Guillemin joined the MIT Center for International Studies in 2006 as a research associate and senior advisor. In October 2019, she established an endowed fund to provide financial support to female PhD candidates studying international affairs.

Guillemin died on November 15, 2019, at the age of 76.

==Books==
- Guillemin, Jeanne, Urban Renegades: The Cultural Strategy of American Indians, Columbia University Press, 19?? (New edition, 1975).
- Guillemin, Jeanne Harley and Lynda Lytle Holmstrom, Mixed Blessings: Intensive Care for Newborns, Oxford University Press, 1986.
- Guillemin, Jeanne, Anthrax: The Investigation of a Deadly Outbreak, Berkeley, University of California Press, 1999.
- Guillemin, Jeanne, Anthrax and Smallpox: Comparison of Two Outbreaks, National Technical Information Service, 2002.
- Guillemin, Jeanne, Biological Weapons: From the Invention of State-sponsored Programs to Contemporary Bioterrorism, Columbia University Press, 2005.
- Guillemin, Jeanne, American Anthrax, Henry Holt and Company, LLC, 2011.
- Guillemin, Jeanne, Hidden Atrocities: Japanese Germ Warfare and American Obstruction of Justice at the Tokyo Trial, Columbia University Press, 2017.
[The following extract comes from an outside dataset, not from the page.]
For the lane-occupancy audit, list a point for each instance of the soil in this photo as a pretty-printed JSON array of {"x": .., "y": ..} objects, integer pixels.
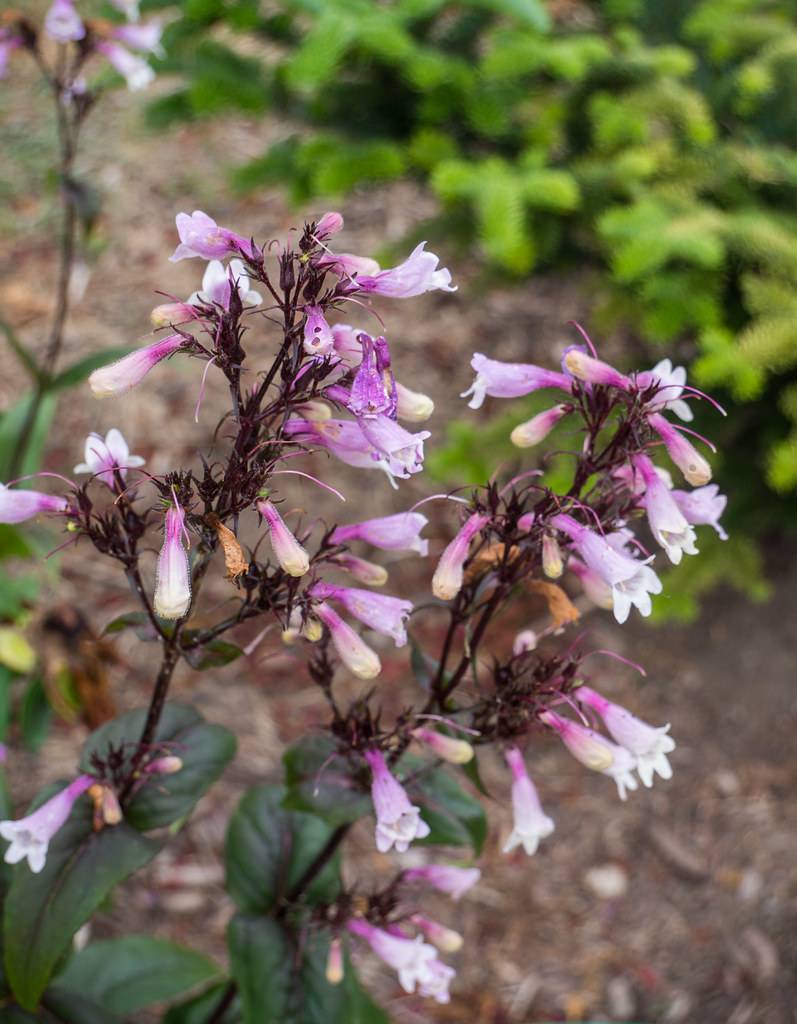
[{"x": 679, "y": 905}]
Guillemin wrote introductions to new editions of:
- Mead, Margaret, Kinship in the Admiralty Islands, In Anthropological Papers of the American Museum of Natural History, Volume 34, Issue 2 pages 181–358; American Museum of Natural History ( AMNH ), New York, 1934 [Transaction Publishers edition, 2001].
- Brown, Fredric Joseph, Chemical Warfare: A Study in Restraints, Princeton University Press, 1968; [Transaction Publishers edition, 2005].

Guillemin edited:
- Guillemin, Jeanne (ed.), Anthropological Realities: Readings in the Science of Culture, Transaction Publishers, 1980.